Fortunately for those hoping to “crush a few dreams and cash their check” as soon as possible, the studio still hasn’t burnt down, despite the best efforts of certain Operation Cake contestants.
Two hours into filming, and Sylvie could already guess who would be going home tomorrow. It was a shame, because Byron, their youngest contestant, had charming manners and a nice smile. The Birmingham student obviously meant well. And he’d already had a challenging year, having recently spent three days trapped in a haunted house at a defunct carnival. He’d been flattened by a rusty statue of a demonic clown, and his mates had been too drunk to remember they’d left him there. As he’d told the cameras and a flatly staring Dominic, it had been in the papers and everything.
Unfortunately, well-intentioned, cautionary-tale Byron could probably screw up a Betty Crocker box mix.
For the sake of both his feelings and the lens zooming in on her expression, Sylvie gamely took another bite of his scone. As expected, that mouthful was also going to sit in her intestines like a rock. It was hard to believe he’d created this . . . object out of unassuming flour and butter.

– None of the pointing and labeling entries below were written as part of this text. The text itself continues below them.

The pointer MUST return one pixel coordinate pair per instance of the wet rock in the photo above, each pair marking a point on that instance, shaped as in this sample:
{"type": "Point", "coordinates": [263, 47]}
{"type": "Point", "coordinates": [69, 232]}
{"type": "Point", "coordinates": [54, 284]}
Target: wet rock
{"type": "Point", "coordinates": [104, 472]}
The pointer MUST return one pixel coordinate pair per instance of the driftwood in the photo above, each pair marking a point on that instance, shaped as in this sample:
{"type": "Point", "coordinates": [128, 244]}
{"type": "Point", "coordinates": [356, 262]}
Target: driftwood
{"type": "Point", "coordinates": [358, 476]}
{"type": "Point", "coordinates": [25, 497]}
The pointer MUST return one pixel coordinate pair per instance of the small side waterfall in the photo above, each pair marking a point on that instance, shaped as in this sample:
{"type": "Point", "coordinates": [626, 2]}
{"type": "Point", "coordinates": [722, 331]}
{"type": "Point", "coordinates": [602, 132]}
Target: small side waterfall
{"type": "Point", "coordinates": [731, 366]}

“It’s a lovely color,” she offered after a pause, and he cheered up fractionally.
He already looked a teeny bit like a basset hound, and as his eyes tugged irresistibly to her left, the lugubrious lines of his youthful face drooped further.
Doom was approaching, in a very snazzy shirt and tie.
Dominic joined her at the tabletop, keeping a regimental distance between their bodies. She could just faintly smell the oud in his aftershave over the prevailing scent of burnt butter. Poor Byron took a visible breath and swallowed, his floury fingers clenching on the edge of the workstation.